Tirocinanti e Comunicazioni obbligatorie: UnificatoLav

Domanda
E' prevista la comunicazione obbligatoria per tirocinanti operanti in struttura sanitaria accreditata, ai quali sarà riconosciuto solo il rimborso spese di viaggio? Quali sono gli eventuali ulteriori obblighi in capo alla struttura oltre a quello di sottoscrivere la convenzione con l'Ente promotore?

Risposta
Dal 1º gennaio 2007 per effetto delle modifiche introdotte dall'art. 1, comma 1180 della finanziaria 2007 all'art. 9-bis, comma 2, D.L. n. 510/1996, le comunicazioni relative alla instaurazione dei rapporti di lavoro ai centri per l'impiego sono effettuate entro il giorno antecedente quello dell'instaurazione dei rapporti stessi. L'obbligo di comunicazione preventiva sussiste in capo a tutti i datori di lavoro, nella più ampia accezione del termine, vale a dire qualsiasi persona fisica e giuridica, nonché ente pubblico e pubblica amministrazione, titolare del rapporto di lavoro.
Pertanto, in caso di instaurazione del rapporto di lavoro subordinato e di lavoro autonomo in forma coordinata e continuativa, anche nella modalità a progetto, di socio lavoratore di cooperativa e di associato in partecipazione con apporto lavorativo, i datori di lavoro privati, ivi compresi quelli agricoli, gli enti pubblici economici e le pubbliche Amministrazioni sono tenuti a darne comunicazione al servizio competente nel cui ambito territoriale è ubicata la sede di lavoro entro il giorno antecedente a quello di instaurazione dei relativi rapporti, mediante documentazione avente data certa di trasmissione (Vedi Min. Lavoro nota n. 4746/2007).
Analoga comunicazione deve essere effettuata anche in caso di tirocini di formazione e orientamento e di ogni altro tipo di esperienza lavorativa ad essi assimilata. In tale ipotesi l'obbligo di comunicazione sussiste in capo al soggetto ospitante. Ne consegue che dal 1º marzo 2008, anche per i tirocini formativi e di orientamento occorre procedere alle comunicazioni, utilizzando il modulo UnificatoLav a cura dell'azienda ospitante. La comunicazione di proroga o di cessazione dei tirocini deve essere, invece, effettuata entro 5 giorni dall'evento.
Per completezza espositiva, si ricorda che il Ministero con nota del 14 febbraio 2007 ha precisato che non sono soggetti agli obblighi di comunicazione i tirocini o stage promossi da istituzioni scolastiche o formative a favore dei propri studenti e allievi frequentanti, se moduli del percorso di studi o di formazione, anche cofinanziati dal Fse. Questi ultimi infatti non vengono effettuati direttamente per favorire un inserimento lavorativo, ma piuttosto per migliorare il processo di apprendimento e di formazione. Per quanto riguarda gli ulteriori obblighi, il datore di lavoro ospitante deve indicare il responsabile aziendale dell'inserimento dei tirocinanti e svolgere l'attività di formazione ed orientamento secondo gli obiettivi e le modalità contenute nel progetto formativo. Ai fini dell'assicurazione contro gli infortuni sul lavoro, il premio assicurativo è calcolato sulla base della retribuzione minima annua valevole ai fini del calcolo delle prestazioni Inail (art. 3, comma 3, D.M. 25 marzo 1998, n. 142).
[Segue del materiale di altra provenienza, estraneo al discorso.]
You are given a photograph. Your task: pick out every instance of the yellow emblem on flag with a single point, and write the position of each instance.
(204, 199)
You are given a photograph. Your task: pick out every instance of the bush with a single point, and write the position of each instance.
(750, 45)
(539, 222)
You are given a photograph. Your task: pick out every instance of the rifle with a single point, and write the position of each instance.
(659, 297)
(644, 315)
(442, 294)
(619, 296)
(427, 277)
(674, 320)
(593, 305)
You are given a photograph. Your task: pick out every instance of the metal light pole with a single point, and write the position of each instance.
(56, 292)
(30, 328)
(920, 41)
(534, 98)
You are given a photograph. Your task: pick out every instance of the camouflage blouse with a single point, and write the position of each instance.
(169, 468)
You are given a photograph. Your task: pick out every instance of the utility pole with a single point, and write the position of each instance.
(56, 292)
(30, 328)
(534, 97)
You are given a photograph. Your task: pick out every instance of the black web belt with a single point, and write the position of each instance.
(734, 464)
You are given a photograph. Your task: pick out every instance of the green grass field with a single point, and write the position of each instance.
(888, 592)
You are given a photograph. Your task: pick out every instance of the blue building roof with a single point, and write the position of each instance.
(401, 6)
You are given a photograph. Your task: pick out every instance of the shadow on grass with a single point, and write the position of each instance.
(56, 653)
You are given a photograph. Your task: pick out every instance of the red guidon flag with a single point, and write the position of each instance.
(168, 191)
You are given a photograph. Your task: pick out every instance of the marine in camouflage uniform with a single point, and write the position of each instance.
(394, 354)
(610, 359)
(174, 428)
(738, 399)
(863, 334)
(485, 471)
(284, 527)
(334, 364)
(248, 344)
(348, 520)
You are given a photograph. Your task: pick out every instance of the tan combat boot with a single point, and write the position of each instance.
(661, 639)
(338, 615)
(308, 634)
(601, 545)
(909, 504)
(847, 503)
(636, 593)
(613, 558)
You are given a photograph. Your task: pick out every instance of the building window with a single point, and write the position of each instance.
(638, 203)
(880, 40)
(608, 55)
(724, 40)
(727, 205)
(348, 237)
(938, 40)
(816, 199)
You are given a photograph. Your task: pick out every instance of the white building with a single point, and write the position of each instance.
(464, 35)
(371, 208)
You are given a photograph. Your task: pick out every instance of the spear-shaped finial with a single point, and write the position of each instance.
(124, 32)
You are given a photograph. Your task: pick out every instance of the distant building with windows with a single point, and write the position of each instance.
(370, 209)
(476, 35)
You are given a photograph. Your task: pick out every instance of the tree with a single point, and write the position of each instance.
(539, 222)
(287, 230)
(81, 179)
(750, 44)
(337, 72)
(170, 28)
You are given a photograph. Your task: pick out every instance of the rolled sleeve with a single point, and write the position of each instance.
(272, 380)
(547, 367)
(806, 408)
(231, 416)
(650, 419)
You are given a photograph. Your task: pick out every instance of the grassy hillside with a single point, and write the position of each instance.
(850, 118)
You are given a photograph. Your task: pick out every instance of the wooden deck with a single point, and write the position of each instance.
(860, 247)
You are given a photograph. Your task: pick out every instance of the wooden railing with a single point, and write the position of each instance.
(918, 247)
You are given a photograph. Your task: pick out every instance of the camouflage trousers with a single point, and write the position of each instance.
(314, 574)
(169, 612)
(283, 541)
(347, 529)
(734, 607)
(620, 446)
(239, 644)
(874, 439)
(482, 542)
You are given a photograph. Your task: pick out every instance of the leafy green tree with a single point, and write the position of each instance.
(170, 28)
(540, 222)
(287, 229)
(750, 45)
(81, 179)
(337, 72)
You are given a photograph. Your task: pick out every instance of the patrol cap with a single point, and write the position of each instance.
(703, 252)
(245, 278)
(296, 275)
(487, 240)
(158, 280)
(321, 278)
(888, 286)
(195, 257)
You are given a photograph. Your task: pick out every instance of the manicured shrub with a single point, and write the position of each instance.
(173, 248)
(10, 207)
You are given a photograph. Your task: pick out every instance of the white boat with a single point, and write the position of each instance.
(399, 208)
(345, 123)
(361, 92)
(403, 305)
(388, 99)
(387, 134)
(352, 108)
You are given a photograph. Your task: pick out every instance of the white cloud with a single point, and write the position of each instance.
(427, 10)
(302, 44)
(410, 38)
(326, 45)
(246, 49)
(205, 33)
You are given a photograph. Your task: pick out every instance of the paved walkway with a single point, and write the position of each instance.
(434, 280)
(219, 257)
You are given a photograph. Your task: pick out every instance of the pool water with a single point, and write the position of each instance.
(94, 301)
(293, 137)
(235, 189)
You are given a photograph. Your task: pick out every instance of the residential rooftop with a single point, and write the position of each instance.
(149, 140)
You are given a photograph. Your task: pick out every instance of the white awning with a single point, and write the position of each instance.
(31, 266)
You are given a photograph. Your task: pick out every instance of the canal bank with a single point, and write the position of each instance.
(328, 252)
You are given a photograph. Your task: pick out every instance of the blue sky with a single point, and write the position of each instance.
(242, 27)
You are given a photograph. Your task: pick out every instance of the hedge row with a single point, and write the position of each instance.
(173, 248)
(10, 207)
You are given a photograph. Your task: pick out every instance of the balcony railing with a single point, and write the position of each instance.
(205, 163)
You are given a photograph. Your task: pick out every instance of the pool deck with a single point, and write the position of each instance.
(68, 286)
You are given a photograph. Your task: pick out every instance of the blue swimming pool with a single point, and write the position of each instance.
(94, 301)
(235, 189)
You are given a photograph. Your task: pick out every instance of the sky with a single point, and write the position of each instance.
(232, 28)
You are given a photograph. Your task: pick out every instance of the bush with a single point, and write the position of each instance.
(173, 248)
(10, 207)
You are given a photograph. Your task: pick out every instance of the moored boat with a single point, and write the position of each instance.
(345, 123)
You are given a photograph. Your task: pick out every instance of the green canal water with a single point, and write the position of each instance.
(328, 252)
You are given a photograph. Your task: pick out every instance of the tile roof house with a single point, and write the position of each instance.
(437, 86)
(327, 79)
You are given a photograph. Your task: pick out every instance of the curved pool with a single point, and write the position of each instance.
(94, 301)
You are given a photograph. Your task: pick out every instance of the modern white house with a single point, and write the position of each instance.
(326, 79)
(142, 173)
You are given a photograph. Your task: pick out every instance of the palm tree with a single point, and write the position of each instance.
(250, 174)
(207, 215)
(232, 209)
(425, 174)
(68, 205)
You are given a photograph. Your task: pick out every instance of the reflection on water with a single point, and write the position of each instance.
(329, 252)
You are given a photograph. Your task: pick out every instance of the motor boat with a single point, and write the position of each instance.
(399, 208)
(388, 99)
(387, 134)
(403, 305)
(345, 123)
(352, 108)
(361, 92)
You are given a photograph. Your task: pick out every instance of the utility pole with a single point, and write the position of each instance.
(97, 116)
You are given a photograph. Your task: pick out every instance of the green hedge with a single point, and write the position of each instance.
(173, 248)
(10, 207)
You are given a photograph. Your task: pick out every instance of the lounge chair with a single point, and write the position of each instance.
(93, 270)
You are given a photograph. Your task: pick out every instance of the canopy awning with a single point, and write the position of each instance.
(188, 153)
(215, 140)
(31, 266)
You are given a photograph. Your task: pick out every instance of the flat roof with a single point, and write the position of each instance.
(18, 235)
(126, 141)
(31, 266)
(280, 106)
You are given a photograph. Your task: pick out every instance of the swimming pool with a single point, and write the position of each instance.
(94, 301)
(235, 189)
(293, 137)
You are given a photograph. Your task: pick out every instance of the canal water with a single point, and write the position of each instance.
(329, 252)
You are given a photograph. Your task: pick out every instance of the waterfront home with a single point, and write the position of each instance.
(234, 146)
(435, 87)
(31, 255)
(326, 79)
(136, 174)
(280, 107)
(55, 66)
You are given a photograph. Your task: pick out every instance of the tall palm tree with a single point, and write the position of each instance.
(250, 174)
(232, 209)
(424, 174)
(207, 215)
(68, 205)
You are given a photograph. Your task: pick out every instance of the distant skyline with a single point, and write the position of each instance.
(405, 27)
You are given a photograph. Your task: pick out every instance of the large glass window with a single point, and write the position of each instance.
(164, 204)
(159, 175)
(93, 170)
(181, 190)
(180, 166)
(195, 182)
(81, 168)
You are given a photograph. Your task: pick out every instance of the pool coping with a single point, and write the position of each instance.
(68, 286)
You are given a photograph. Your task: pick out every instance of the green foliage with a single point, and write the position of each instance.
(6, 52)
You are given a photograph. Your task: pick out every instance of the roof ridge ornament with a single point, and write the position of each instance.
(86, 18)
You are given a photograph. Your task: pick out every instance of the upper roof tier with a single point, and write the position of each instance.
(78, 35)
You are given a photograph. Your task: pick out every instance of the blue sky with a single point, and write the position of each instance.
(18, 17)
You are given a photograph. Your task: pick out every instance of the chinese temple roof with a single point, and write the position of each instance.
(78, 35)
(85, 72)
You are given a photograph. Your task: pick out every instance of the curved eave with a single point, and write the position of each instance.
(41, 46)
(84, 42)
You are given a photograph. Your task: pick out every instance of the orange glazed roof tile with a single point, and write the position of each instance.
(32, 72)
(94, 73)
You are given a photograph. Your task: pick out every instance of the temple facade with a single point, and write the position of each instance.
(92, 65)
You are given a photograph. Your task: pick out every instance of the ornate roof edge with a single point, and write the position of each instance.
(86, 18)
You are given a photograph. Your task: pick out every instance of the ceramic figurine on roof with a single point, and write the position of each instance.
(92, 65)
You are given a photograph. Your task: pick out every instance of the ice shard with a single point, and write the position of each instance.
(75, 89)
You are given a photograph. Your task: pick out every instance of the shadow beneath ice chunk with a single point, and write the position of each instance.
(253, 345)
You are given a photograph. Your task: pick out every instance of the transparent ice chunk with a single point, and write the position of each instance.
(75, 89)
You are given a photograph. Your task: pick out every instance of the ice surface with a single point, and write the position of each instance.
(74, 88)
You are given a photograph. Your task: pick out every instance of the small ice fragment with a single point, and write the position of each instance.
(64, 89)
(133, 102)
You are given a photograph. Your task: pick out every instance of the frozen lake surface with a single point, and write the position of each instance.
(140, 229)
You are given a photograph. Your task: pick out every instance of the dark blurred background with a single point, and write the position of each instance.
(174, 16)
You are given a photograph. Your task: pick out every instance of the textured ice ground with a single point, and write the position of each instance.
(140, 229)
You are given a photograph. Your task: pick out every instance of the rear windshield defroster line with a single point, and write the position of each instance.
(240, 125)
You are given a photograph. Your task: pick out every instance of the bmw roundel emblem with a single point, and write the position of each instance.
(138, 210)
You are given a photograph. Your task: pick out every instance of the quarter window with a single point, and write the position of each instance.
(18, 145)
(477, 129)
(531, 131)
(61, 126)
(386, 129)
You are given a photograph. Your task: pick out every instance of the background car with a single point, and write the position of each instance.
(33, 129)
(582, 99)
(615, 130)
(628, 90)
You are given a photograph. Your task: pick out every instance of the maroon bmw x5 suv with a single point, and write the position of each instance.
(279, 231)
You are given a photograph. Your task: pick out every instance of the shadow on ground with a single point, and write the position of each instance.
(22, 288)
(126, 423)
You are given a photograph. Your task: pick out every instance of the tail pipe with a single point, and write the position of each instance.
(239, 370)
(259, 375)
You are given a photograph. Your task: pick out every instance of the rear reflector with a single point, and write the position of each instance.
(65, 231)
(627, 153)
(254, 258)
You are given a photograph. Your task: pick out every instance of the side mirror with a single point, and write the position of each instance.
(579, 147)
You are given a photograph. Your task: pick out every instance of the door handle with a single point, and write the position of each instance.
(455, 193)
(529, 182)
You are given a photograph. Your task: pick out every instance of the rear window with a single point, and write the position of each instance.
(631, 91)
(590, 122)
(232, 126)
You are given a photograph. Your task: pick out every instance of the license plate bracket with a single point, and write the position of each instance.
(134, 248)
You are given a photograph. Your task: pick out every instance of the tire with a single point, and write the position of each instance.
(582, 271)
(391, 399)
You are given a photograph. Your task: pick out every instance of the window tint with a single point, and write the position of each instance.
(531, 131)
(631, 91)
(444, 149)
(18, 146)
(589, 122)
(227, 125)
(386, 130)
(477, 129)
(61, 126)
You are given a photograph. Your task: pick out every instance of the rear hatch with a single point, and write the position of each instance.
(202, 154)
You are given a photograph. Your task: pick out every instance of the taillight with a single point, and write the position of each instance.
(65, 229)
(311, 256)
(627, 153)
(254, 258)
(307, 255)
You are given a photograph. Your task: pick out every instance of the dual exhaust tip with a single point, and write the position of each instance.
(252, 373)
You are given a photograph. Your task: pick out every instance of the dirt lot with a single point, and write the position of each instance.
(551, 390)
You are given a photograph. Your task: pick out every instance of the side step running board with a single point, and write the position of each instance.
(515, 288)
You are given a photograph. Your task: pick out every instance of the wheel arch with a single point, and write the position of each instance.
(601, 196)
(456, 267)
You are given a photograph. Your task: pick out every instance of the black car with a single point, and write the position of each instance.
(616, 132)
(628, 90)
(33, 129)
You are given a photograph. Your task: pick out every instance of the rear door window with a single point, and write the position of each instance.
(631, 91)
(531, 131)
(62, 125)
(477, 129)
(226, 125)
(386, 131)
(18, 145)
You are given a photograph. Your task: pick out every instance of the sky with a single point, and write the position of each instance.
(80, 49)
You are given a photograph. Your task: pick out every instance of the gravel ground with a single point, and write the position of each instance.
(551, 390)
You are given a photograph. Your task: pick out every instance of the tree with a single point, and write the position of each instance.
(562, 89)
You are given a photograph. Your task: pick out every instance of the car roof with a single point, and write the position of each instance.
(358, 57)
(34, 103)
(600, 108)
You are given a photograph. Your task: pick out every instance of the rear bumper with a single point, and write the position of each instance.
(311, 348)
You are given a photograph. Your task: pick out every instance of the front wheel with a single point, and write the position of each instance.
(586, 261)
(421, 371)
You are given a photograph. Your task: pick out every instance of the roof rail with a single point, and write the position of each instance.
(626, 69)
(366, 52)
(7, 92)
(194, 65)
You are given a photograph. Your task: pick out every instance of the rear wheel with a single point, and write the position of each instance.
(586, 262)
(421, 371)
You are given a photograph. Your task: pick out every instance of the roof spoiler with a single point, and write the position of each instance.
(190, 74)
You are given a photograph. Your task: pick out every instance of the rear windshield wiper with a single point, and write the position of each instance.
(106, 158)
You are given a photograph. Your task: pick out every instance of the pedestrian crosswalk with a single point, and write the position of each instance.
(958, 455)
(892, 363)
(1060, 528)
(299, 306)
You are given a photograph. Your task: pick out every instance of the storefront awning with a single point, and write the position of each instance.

In merito alle somme percepite a titolo di rimborso spese sostenute dai tirocinanti si precisa che:
le eventuali indennità sostitutive del servizio di trasporto pubblico (utilizzato per recarsi presso il soggetto ospitante) sono assoggettate interamente a tassazione così come è assoggettato a tassazione l'eventuale rimborso al lavoratore di biglietti o di tessere di abbonamento per il trasporto (Min. Finanze circolare n. 326 del 23 dicembre 1997);
le somme percepite quale rimborso delle spese sostenute dai tirocinanti per eseguire gli incarichi ricevuti dal soggetto ospitante nel Comune e fuori del Comune di domicilio del soggetto ospitante stesso trattandosi di redditi assimilati a quelli di lavoro dipendente sono assoggettate al regime fiscale previsto dall'art. 51, comma 5, D.P.R. n. 917/1986 per l'indennità di trasferta.
I tirocinanti e gli stagisti, infine, non rientrano tra i soggetti da iscrivere sul Libro Unico del Lavoro, mentre, come precisato dal Ministero, restano fermi gli obblighi, anche di tipo documentale, relativi agli adempimenti di natura fiscale.